I was trying to give some background. We have this issue on almost all clients but not re-occuring. If this fault infact occur you can restart the backup and it will be successfull. So by metioning that my goal was to avoid this thread beeing filled with suggestions regarding DNS or other basic troubbleshooting that's already been done.
I don't understand your theory of another process that ends the backup. Then there would be something else that takes the session, ownership of the shadowcopy and then close the connection. A bit far fetched if you ask me.
EMC support not yet provided any usefull solutions for the last two SR's we've created. Mostly they ask for logfiles and no advice is given.
I'd like to know what the exception "BackupVirtualDeviceFile::RequestDurableMedia: Flush failure on backup device" is thrown for and what's beeing done before that so we can troubbleshoot this more. Need to narrow it down more.
Is it SAN-disk, Network latency/packetdrop, SQL server running out of resources, shadowcopy space is low and OS deletes the copy before backup is completed or something else?
So i'm going to add a script to our alert management to set the networker parallelism to 2 instead of 4 if i get this problem. It's not a solution but a possible workaround. Would be nice if it was able to do more logging on this issue to see the real problem but don't know where to start and the D9 level on nsrsqlsv.exe don't show anything interesting.
Would be terrible if it's the OS that can't manage it's own resources properly and need to abort operations just because it's allocated to much resources to one process...
"I don't understand your theory of another process that ends the backup."
I did not mean that "it will take the session". However, it might influence the network behavior/load which will affect the backup indirectly. For example, it could be a SQL maintenance process which uses more RAM than necessary.

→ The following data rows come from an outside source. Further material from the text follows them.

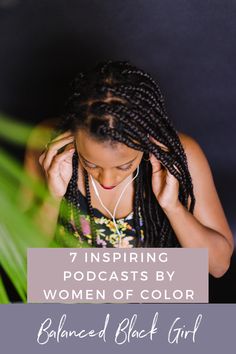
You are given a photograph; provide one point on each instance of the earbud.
(119, 199)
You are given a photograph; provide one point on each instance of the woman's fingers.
(47, 157)
(65, 156)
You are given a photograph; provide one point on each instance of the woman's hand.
(58, 165)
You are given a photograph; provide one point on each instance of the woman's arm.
(207, 227)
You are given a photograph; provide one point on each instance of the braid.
(91, 211)
(118, 102)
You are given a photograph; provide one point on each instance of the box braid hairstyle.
(119, 102)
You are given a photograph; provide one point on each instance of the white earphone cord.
(119, 199)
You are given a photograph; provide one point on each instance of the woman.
(122, 176)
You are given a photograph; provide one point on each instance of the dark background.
(188, 46)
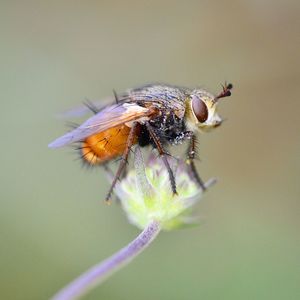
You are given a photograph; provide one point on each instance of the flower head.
(146, 195)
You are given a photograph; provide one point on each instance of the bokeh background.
(54, 224)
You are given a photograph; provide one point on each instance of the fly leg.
(190, 161)
(163, 156)
(123, 163)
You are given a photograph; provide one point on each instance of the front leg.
(190, 161)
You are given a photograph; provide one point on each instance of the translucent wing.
(110, 116)
(87, 107)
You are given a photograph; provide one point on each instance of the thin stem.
(97, 274)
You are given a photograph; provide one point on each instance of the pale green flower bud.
(145, 193)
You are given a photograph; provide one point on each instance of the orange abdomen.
(106, 145)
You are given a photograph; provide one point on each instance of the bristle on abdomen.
(106, 145)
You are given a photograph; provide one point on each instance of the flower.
(145, 193)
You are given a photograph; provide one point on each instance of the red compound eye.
(199, 109)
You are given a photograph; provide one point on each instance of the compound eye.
(199, 109)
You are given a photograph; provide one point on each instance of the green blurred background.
(54, 224)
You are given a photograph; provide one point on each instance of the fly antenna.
(116, 96)
(225, 93)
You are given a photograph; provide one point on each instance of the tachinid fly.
(155, 114)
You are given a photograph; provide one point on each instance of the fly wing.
(109, 117)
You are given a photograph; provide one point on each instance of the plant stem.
(98, 273)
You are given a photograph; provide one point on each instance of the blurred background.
(54, 223)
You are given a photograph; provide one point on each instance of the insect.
(154, 114)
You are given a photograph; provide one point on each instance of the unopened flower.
(146, 195)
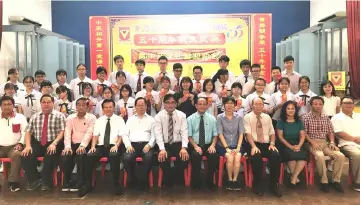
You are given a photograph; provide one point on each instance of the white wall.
(320, 9)
(37, 10)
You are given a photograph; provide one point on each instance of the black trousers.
(179, 165)
(30, 162)
(145, 166)
(274, 160)
(68, 161)
(196, 160)
(92, 159)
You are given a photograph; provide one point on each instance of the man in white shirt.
(261, 138)
(76, 85)
(197, 81)
(107, 137)
(139, 139)
(245, 76)
(288, 72)
(171, 133)
(347, 128)
(248, 87)
(136, 82)
(119, 62)
(12, 136)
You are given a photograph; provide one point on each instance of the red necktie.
(139, 83)
(44, 132)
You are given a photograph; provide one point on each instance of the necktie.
(44, 131)
(202, 137)
(107, 134)
(259, 130)
(170, 128)
(139, 83)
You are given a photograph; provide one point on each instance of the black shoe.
(275, 189)
(325, 187)
(337, 187)
(34, 185)
(15, 186)
(66, 187)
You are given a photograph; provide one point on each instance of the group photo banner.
(187, 39)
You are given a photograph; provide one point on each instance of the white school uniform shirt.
(180, 128)
(113, 80)
(13, 129)
(139, 130)
(344, 123)
(242, 79)
(74, 87)
(134, 81)
(130, 106)
(329, 108)
(216, 102)
(155, 95)
(30, 105)
(307, 107)
(276, 99)
(117, 126)
(95, 84)
(249, 99)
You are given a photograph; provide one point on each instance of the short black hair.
(288, 58)
(198, 67)
(47, 96)
(206, 81)
(39, 72)
(60, 72)
(7, 98)
(276, 68)
(101, 69)
(140, 98)
(118, 57)
(284, 109)
(163, 58)
(177, 65)
(108, 101)
(224, 58)
(140, 61)
(169, 96)
(316, 98)
(126, 87)
(245, 62)
(326, 82)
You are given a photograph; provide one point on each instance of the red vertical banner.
(99, 46)
(262, 43)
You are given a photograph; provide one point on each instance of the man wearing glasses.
(346, 125)
(171, 133)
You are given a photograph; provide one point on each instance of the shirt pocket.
(16, 128)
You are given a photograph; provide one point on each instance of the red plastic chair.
(160, 174)
(139, 159)
(222, 161)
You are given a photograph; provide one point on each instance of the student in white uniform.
(197, 81)
(150, 95)
(119, 62)
(126, 103)
(246, 76)
(30, 99)
(100, 83)
(277, 99)
(259, 91)
(304, 96)
(77, 83)
(165, 89)
(13, 77)
(332, 104)
(212, 98)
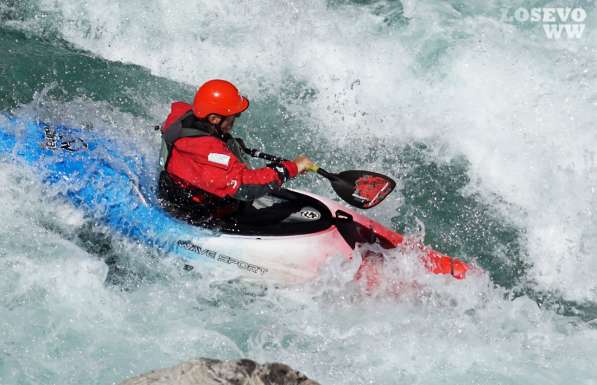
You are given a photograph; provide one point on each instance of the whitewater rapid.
(506, 114)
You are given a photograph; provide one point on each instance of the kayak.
(93, 173)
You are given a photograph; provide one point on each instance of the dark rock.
(206, 371)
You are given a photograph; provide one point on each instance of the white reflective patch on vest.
(218, 158)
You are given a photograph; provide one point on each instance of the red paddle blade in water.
(363, 189)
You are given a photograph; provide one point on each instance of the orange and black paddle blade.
(362, 189)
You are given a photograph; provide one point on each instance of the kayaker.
(203, 171)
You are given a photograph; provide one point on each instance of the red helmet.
(218, 97)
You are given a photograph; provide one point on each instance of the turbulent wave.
(487, 125)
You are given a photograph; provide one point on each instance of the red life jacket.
(212, 165)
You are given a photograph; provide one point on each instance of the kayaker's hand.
(303, 163)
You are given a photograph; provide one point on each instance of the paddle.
(362, 189)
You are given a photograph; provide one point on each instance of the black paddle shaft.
(363, 189)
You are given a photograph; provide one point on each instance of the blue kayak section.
(92, 172)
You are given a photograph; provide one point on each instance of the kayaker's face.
(225, 123)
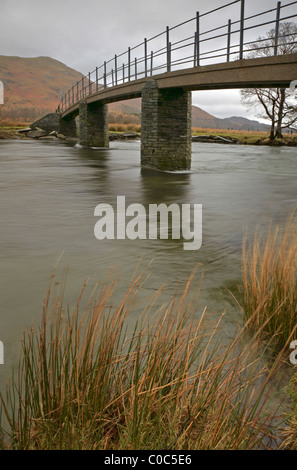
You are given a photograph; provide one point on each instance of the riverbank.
(220, 136)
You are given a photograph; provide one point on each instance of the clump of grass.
(290, 432)
(270, 283)
(89, 381)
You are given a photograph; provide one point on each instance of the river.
(48, 195)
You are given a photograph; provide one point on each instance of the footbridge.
(207, 52)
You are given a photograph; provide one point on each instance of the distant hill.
(34, 87)
(130, 111)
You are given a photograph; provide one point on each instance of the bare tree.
(277, 103)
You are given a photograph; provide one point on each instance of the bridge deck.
(275, 71)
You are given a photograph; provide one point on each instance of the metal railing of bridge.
(190, 48)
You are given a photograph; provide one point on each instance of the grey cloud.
(82, 34)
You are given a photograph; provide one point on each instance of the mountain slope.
(33, 86)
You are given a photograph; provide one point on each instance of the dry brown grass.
(270, 283)
(91, 381)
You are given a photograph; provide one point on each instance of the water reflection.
(49, 193)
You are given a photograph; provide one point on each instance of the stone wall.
(166, 127)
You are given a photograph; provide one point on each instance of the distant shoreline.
(210, 136)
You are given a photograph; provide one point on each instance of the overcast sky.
(84, 33)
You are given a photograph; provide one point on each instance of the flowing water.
(48, 195)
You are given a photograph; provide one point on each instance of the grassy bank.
(270, 300)
(9, 130)
(270, 283)
(89, 380)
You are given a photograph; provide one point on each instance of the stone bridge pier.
(166, 132)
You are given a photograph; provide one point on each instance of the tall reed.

I am not a SQL specialist. I don't have to because we export the databases and backup the export files. In fact we have dropped using the SQL module. It worked fine so far but it is backup-admin friendly, not db-admin friendly. So my SQL experience is limited. However, if i see a message like "Operating system error 995" i would first check what it stands for. For Windows 2008 the message is clear:
D:\>net helpmsg 995
The I/O operation has been aborted because of either a thread exit or an application request.
D:\>
Assuming the message code is true then you can search the internet and you may also find this page which refers to the same code with the OS text: Dell Software - Knowledge Base Articles. So this might you/your db-admin give a clue.
bingo.1
2.4K Posts
0
July 24th, 2013 09:00
I don't understand: "We have this issue on aprox 100-300 SQL machines each month and it's never re-occuring."
Does this mean it will only occur once for each client? - per month?
"If you re-run the backup it will complete."
This could points to another process that runs at the same time but has ended later. A scheduled task?
I do not expect a NetWorker timeout issue as it will timeout after 30 mins.
Talk to EMC support. If there is a server where the appearance rate is higher i would suggest that you switch on debug mode for more info.
petterssonnl
4 Posts
0
July 25th, 2013 00:00
I was trying to give some background. We have this issue on almost all clients but not re-occuring. If this fault infact occur you can restart the backup and it will be successfull. So by metioning that my goal was to avoid this thread beeing filled with suggestions regarding DNS or other basic troubbleshooting that's already been done.
I don't understand your theory of another process that ends the backup. Then there would be something else that takes the session, ownership of the shadowcopy and then close the connection. A bit far fetched if you ask me.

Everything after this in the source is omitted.